Spiegelman-Comic (Foto: Henryk M. Broder)

Jetzt hat sich Art wieder Großes vorgenommen, einen Comic über das Leben in New York nach dem 11. September, den er für eine deutsche Wochenzeitung schreiben und zeichnen wird. “Zehn Folgen, jeweils eine ganze Seite.” Einen Arbeitstitel hat er schon: “Fact and Phantasy of Living in the Suburbs of Ground Zero” oder kürzer: “In the Shadow of No Towers.”

Art wohnt einen Block nördlich der Canal Street, zehn Gehminuten von Ground Zero entfernt. Am 11. September hörte er im Radio, dass etwas passiert war und raste in die Schule seiner Tochter, vier Blocks nördlich der beiden Türme. “Dort sah ich, wie ein Turm kollabierte und ich dachte: Das war’s, wir werden alle sterben.” Der Staub hatte sich noch nicht gelegt, und Art schon das Titelblatt für die nächste Ausgabe des “New Yorker” fertig: Ein Phantombild, schwarz in schwarz, man muss schon sehr genau hinsehen, um die beiden Türme zu erkennen.

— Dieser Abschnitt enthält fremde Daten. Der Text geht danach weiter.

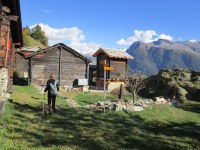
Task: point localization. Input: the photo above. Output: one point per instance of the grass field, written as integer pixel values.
(24, 125)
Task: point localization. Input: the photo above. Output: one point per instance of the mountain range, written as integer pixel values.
(149, 58)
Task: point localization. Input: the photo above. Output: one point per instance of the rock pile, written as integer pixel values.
(124, 105)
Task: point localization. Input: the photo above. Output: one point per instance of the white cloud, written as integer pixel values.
(45, 11)
(146, 36)
(166, 37)
(73, 37)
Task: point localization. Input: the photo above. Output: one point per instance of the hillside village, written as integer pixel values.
(25, 61)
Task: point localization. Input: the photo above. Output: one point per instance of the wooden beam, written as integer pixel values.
(6, 9)
(12, 18)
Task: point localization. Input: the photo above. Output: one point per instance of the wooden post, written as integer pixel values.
(104, 86)
(60, 59)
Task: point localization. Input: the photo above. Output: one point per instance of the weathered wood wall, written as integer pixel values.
(64, 64)
(118, 65)
(119, 68)
(21, 65)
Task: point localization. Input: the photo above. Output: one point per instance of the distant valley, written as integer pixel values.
(149, 58)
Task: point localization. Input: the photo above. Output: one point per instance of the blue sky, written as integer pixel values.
(88, 24)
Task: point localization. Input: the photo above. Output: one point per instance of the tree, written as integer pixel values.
(39, 35)
(136, 82)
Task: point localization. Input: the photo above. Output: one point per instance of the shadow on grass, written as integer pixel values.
(192, 108)
(87, 129)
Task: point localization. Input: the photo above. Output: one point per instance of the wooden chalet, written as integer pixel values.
(70, 67)
(117, 59)
(10, 35)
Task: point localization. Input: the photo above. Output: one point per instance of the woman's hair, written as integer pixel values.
(52, 76)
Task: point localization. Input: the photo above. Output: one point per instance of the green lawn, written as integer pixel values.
(24, 126)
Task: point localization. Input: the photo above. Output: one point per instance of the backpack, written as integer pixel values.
(53, 89)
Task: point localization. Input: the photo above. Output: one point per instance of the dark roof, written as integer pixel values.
(77, 54)
(16, 26)
(113, 53)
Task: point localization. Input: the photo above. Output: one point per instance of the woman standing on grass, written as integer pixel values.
(52, 87)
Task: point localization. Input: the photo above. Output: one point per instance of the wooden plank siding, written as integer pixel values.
(67, 65)
(119, 68)
(118, 65)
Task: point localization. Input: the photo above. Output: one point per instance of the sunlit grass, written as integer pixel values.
(25, 126)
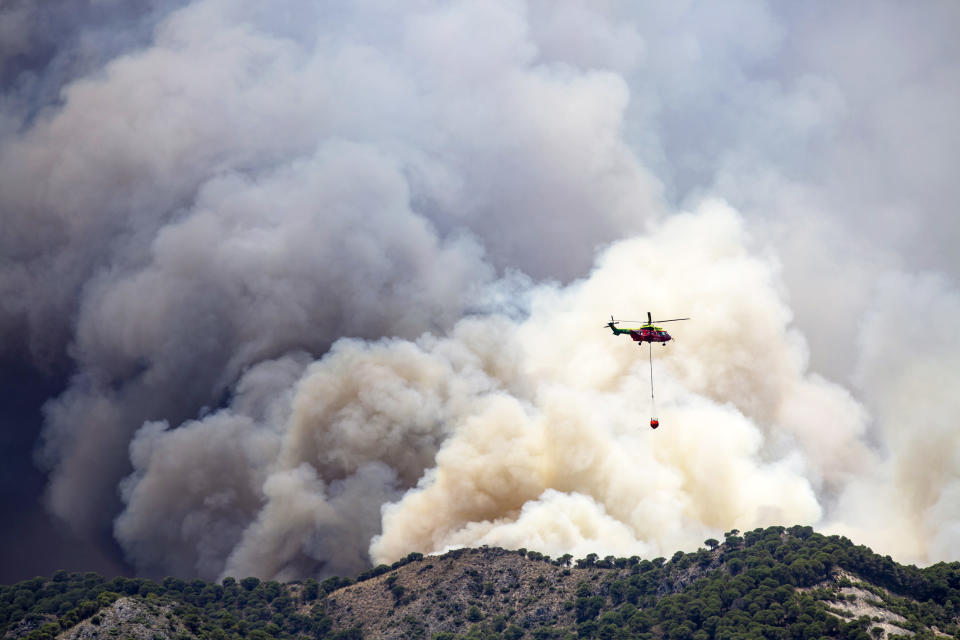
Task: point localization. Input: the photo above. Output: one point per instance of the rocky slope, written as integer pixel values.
(774, 583)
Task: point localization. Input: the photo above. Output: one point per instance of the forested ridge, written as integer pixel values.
(775, 583)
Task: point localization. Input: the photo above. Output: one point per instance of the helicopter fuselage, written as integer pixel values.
(646, 333)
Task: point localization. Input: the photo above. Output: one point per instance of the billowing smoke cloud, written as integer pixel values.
(314, 270)
(518, 434)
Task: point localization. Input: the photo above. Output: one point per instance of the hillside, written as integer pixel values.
(771, 583)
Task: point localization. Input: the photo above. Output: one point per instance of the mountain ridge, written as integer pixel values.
(777, 583)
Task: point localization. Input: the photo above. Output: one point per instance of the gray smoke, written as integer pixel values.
(198, 211)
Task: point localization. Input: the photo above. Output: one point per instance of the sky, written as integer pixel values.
(292, 290)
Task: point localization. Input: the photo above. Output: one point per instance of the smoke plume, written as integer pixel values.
(327, 282)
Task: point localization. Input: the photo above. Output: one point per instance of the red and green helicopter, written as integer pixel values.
(647, 332)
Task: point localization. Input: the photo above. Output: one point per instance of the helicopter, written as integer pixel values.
(649, 333)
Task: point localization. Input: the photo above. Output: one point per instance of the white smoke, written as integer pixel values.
(273, 245)
(521, 434)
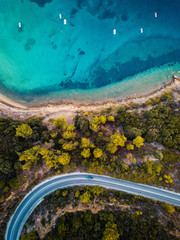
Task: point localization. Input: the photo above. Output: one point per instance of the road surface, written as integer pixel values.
(33, 198)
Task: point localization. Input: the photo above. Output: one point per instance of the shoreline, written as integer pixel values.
(15, 110)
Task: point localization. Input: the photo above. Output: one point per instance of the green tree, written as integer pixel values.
(110, 232)
(85, 197)
(130, 147)
(118, 140)
(60, 123)
(86, 153)
(110, 119)
(70, 146)
(69, 135)
(85, 142)
(138, 141)
(97, 152)
(112, 148)
(32, 235)
(24, 130)
(30, 157)
(64, 159)
(168, 208)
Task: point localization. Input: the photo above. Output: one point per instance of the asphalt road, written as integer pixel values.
(33, 198)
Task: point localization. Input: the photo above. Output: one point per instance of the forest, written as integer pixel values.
(136, 143)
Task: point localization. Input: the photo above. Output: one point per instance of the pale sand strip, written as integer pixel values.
(17, 111)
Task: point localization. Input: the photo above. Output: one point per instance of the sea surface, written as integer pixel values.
(45, 60)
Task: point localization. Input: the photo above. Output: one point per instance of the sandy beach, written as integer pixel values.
(9, 108)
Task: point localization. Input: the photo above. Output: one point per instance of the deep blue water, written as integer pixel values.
(45, 56)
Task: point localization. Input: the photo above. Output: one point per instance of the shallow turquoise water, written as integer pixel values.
(83, 60)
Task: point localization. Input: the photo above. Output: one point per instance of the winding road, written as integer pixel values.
(33, 198)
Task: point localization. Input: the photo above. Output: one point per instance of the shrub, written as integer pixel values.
(24, 130)
(97, 153)
(60, 123)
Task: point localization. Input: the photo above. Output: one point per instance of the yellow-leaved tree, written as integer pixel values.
(97, 153)
(118, 140)
(64, 159)
(24, 130)
(138, 141)
(85, 142)
(69, 135)
(60, 122)
(30, 157)
(86, 153)
(70, 146)
(112, 148)
(110, 119)
(130, 146)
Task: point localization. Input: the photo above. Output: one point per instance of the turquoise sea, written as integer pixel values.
(45, 60)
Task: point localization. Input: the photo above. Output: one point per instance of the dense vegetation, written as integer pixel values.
(107, 226)
(116, 142)
(141, 219)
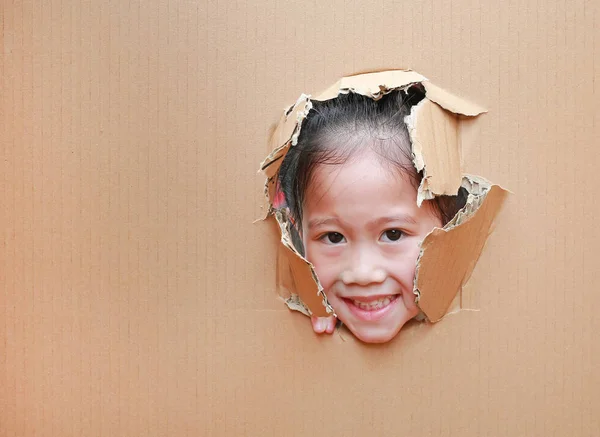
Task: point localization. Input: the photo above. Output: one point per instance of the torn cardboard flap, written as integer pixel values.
(448, 255)
(373, 85)
(434, 133)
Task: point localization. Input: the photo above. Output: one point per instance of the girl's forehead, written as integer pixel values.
(366, 180)
(368, 168)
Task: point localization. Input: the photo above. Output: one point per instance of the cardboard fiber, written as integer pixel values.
(448, 255)
(138, 299)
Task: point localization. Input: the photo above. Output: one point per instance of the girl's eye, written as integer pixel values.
(333, 238)
(392, 235)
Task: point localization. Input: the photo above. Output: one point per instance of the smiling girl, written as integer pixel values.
(351, 189)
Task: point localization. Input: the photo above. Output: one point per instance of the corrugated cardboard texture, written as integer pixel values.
(137, 298)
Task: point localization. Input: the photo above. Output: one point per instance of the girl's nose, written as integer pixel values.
(364, 269)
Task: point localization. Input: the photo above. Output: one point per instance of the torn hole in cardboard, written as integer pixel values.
(448, 254)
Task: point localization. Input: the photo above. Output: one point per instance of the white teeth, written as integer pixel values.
(374, 305)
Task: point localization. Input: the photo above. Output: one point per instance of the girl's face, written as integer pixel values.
(361, 231)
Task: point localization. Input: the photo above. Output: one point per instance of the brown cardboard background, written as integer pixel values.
(138, 299)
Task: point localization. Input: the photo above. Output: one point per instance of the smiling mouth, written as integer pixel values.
(372, 304)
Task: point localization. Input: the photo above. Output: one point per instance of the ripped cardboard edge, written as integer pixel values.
(435, 130)
(448, 255)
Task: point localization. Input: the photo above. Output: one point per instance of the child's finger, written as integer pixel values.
(323, 324)
(331, 321)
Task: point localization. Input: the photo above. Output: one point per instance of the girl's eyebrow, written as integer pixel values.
(314, 223)
(378, 222)
(402, 218)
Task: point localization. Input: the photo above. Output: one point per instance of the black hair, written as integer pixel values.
(335, 128)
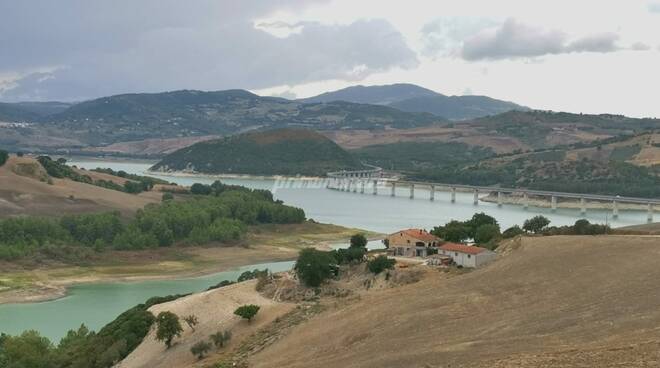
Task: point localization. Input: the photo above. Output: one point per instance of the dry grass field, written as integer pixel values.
(25, 190)
(546, 302)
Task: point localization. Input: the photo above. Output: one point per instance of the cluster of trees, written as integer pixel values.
(59, 169)
(313, 266)
(200, 220)
(483, 229)
(82, 347)
(4, 156)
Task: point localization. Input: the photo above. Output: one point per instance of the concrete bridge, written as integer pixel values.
(355, 183)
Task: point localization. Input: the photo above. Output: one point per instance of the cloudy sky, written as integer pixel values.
(580, 56)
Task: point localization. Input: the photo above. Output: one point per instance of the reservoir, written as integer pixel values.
(96, 304)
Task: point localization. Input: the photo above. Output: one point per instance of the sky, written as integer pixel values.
(578, 56)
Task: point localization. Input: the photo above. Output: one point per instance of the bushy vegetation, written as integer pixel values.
(203, 219)
(459, 231)
(167, 327)
(136, 184)
(4, 156)
(315, 266)
(82, 347)
(247, 311)
(274, 152)
(380, 264)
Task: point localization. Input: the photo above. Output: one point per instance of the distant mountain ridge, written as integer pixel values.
(286, 151)
(413, 98)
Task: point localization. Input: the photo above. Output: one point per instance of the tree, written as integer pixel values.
(453, 231)
(512, 232)
(168, 327)
(487, 232)
(191, 321)
(358, 241)
(314, 266)
(536, 224)
(478, 220)
(247, 311)
(220, 338)
(4, 156)
(201, 189)
(380, 264)
(29, 350)
(200, 349)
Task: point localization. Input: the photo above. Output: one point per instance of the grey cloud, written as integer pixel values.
(106, 47)
(514, 39)
(604, 42)
(654, 7)
(640, 46)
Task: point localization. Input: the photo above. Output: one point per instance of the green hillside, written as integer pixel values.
(272, 152)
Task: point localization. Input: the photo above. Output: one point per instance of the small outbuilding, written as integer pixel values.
(467, 255)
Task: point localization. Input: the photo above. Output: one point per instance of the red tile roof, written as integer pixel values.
(468, 249)
(420, 234)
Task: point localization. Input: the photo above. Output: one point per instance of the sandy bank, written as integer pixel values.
(215, 311)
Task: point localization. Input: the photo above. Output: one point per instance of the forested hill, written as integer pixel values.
(274, 152)
(139, 116)
(413, 98)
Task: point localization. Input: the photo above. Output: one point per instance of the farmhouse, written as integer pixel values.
(412, 243)
(466, 255)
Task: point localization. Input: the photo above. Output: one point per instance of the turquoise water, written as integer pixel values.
(99, 303)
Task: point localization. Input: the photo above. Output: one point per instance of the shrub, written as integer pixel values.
(168, 327)
(247, 311)
(200, 349)
(353, 254)
(358, 241)
(487, 232)
(512, 232)
(191, 321)
(314, 266)
(4, 156)
(221, 338)
(380, 264)
(536, 224)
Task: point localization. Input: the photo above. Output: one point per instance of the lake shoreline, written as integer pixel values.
(276, 243)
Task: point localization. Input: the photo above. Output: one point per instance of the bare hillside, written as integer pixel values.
(26, 189)
(547, 302)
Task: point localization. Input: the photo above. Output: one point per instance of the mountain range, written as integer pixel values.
(412, 98)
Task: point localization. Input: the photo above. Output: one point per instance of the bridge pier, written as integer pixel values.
(649, 214)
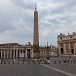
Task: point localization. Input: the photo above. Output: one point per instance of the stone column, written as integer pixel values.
(32, 53)
(75, 48)
(59, 50)
(69, 49)
(13, 53)
(4, 53)
(1, 53)
(64, 49)
(26, 54)
(7, 53)
(17, 53)
(10, 53)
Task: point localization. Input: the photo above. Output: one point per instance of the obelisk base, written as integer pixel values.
(36, 54)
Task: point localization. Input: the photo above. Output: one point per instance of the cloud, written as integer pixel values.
(55, 16)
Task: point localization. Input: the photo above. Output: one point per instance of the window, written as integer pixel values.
(62, 51)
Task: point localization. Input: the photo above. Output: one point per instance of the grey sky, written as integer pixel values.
(55, 16)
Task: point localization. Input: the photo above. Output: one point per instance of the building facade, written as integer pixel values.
(67, 44)
(17, 51)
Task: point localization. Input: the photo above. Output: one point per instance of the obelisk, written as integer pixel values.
(36, 34)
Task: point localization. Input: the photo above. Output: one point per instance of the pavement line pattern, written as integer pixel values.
(58, 70)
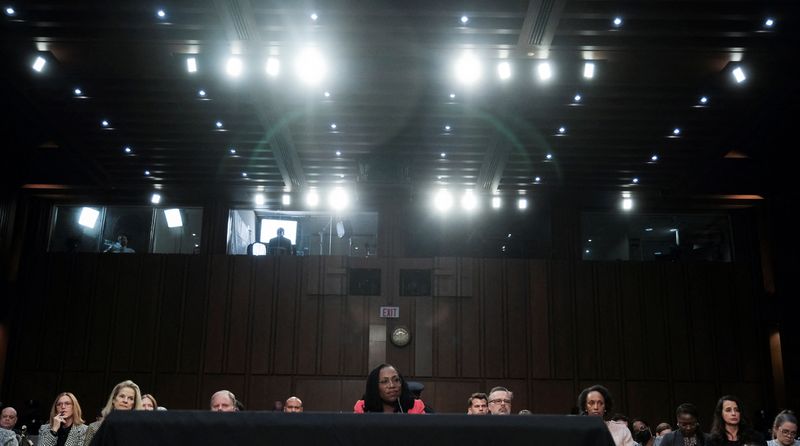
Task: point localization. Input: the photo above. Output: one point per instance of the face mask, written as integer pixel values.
(642, 437)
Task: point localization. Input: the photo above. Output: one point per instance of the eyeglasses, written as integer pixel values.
(500, 401)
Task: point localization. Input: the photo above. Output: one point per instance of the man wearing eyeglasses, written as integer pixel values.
(500, 401)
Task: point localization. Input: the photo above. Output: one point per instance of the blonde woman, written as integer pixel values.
(125, 396)
(66, 427)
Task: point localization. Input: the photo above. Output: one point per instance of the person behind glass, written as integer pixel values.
(689, 432)
(125, 396)
(121, 245)
(597, 401)
(387, 392)
(784, 430)
(730, 426)
(66, 426)
(279, 245)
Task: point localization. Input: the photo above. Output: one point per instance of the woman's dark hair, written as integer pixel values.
(745, 433)
(595, 388)
(372, 397)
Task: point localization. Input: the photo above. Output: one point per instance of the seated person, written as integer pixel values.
(279, 245)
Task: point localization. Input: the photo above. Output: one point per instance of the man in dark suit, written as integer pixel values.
(279, 245)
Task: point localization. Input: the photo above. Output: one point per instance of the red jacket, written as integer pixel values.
(419, 407)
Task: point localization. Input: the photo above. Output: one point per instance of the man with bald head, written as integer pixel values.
(224, 401)
(293, 405)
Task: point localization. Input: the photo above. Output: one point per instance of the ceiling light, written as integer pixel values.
(234, 67)
(627, 204)
(468, 69)
(544, 71)
(588, 70)
(443, 200)
(338, 199)
(738, 74)
(88, 217)
(173, 217)
(273, 66)
(312, 199)
(39, 63)
(469, 201)
(260, 199)
(310, 66)
(504, 70)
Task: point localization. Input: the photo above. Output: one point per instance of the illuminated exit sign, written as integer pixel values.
(390, 312)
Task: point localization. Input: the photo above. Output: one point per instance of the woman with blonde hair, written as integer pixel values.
(125, 396)
(66, 427)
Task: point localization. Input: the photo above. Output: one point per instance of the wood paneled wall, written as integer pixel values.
(657, 334)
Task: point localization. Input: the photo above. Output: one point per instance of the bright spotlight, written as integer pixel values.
(627, 204)
(310, 66)
(39, 63)
(88, 217)
(312, 199)
(273, 66)
(338, 199)
(468, 69)
(469, 201)
(544, 70)
(738, 74)
(174, 219)
(443, 200)
(234, 67)
(504, 70)
(588, 70)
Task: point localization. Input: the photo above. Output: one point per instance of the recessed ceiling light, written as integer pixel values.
(544, 70)
(273, 66)
(504, 70)
(38, 64)
(191, 64)
(234, 67)
(588, 70)
(739, 75)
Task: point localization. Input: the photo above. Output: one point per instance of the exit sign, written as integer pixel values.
(390, 312)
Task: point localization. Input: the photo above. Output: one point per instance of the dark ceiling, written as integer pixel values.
(390, 81)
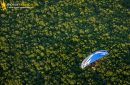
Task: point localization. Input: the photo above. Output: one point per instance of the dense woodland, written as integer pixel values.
(45, 45)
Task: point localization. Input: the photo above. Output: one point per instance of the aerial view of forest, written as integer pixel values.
(46, 43)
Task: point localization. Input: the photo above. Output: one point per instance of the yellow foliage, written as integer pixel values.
(3, 5)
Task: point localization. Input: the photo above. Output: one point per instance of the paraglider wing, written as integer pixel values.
(93, 57)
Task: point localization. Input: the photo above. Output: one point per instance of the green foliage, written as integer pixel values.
(46, 44)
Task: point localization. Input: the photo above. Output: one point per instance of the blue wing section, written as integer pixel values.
(93, 57)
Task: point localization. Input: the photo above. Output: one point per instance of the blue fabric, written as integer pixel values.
(93, 57)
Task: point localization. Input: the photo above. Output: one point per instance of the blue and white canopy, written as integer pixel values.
(93, 57)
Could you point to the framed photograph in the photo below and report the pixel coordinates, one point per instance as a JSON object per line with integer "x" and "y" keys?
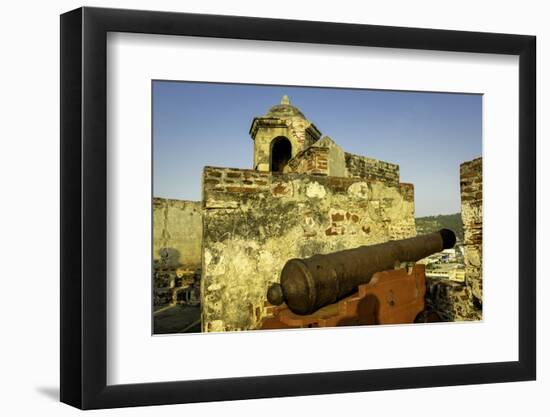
{"x": 260, "y": 208}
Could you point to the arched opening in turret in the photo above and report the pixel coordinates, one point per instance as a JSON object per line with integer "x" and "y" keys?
{"x": 281, "y": 152}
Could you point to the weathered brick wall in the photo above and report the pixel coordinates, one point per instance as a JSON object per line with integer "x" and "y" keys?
{"x": 255, "y": 221}
{"x": 454, "y": 301}
{"x": 471, "y": 193}
{"x": 371, "y": 169}
{"x": 177, "y": 248}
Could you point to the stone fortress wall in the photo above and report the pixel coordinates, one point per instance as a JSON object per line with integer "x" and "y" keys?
{"x": 177, "y": 248}
{"x": 305, "y": 195}
{"x": 457, "y": 301}
{"x": 255, "y": 221}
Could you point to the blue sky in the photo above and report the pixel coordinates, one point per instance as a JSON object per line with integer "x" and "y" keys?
{"x": 428, "y": 134}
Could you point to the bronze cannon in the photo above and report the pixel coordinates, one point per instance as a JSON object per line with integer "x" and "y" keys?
{"x": 309, "y": 284}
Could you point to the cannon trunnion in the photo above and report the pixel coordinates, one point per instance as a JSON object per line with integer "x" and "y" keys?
{"x": 306, "y": 285}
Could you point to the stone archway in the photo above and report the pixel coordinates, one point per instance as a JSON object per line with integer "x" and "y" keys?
{"x": 281, "y": 152}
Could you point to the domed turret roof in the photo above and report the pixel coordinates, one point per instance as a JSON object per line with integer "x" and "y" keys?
{"x": 284, "y": 110}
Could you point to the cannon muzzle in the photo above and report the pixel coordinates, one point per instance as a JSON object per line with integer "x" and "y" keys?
{"x": 308, "y": 284}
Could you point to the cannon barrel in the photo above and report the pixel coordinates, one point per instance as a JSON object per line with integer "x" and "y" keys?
{"x": 308, "y": 284}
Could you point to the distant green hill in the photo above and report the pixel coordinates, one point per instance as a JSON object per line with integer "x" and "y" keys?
{"x": 431, "y": 224}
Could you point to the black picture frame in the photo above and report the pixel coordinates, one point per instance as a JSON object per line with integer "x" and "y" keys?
{"x": 84, "y": 207}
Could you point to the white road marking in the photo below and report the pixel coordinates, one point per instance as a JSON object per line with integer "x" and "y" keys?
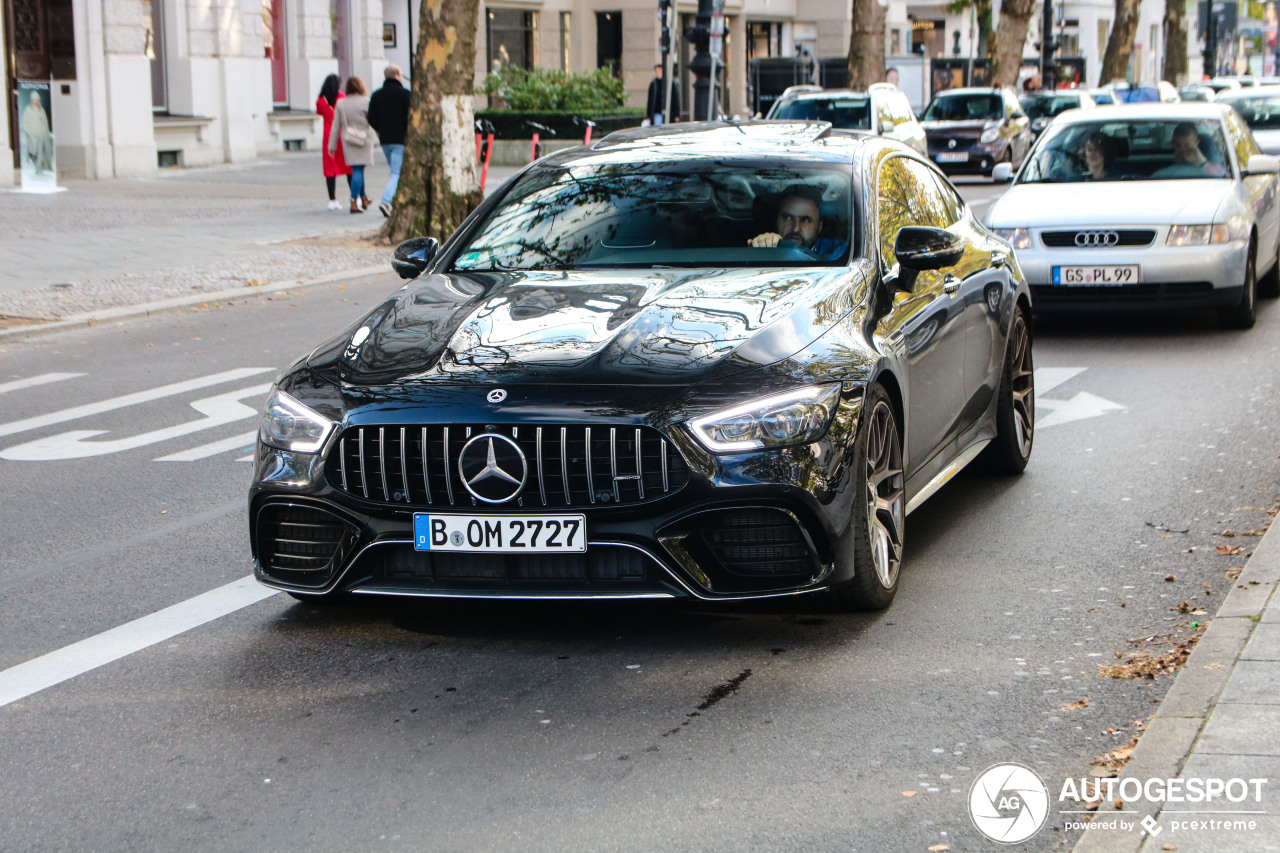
{"x": 42, "y": 379}
{"x": 128, "y": 400}
{"x": 223, "y": 409}
{"x": 211, "y": 448}
{"x": 45, "y": 671}
{"x": 1064, "y": 411}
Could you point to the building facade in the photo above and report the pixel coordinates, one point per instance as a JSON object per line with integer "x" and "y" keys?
{"x": 142, "y": 83}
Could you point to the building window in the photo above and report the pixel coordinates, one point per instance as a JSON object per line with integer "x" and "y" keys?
{"x": 155, "y": 53}
{"x": 608, "y": 41}
{"x": 763, "y": 39}
{"x": 565, "y": 33}
{"x": 273, "y": 48}
{"x": 512, "y": 37}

Kettenraucher Spiegelman (Foto: Henryk M. Broder)

Von dem Cover wurden 500 Poster gedruckt, die von Art signiert und für 300 Dollar das Stück über eine Radiostation verkauft wurden. So kamen 150.000 Dollar für den Hilfsfond zusammen. Im vorletzten “TV-Guide”, der größten Programmzeitschrift der USA, kehrte Spiegelman wieder zum klassischen Comic zurück. Er zeigte eine Familie, die am 11. September vor dem Fernseher sitzt und mit vor Schrecken nach oben gesträubten Haaren einschläft. “Das ist unsere neue Normalität, wir wissen, was passiert ist und warten darauf, dass jeden Moment wieder etwas passiert.” Im Amerikanischen klingt das richtig nett : “The other shoe could drop out of the sky at any moment.”

Im Gegensatz zu Erica Jong hat sich Art Spiegelman mit George W. Bush nicht ausgesöhnt. Das Einzige, das er an den Republikanern schätzt, ist der Umstand, dass sie die Tabakindustrie nicht bekämpfen, wie es die Demokraten tun. Ansonsten hält er nicht viel von Bush und seiner Truppe. “Die Wahl wurde von einem Richter entschieden.” Und ohne den Krieg in Afghanistan wäre Bush politisch schon am Ende.

Spiegelman bei der Arbeit (Foto: Henryk M. Broder)

“Das sind alles Opportunisten und sie haben die Gunst der Stunde für sich genutzt.” Er habe kein Vertrauen in die Regierung, sagt er und zündet sich wieder eine Zigarette an. “Ich werde von zwei Seiten terrorisiert, von al-Qaida und von unserer Regierung, die uns anlügt, weil sie ihre Freunde in Saudi-Arabien schonen will.” Und Osama Bin Laden? “Der hat sich den Bart abgenommen und arbeitet längst als Kellner im Plaza Hotel.”

Fest steht nur: Die beiden Türme des WTC sind nicht mehr da. Oder genauer: “Sie sind noch da, aber unsichtbar”, wie auf dem schwarzen Cover des “New Yorker”. Ob er mal daran gedacht hat, New York zu verlassen, aufs Land zu ziehen? “Wenn man in New York leben und mit der Situation fertig werden will, muss man sie vedrängen. Die Alternative wäre Montana. Oder Nevada. Aber ich lebe lieber sechs Monate in New York als 60 Jahre in Montana oder Nevada.”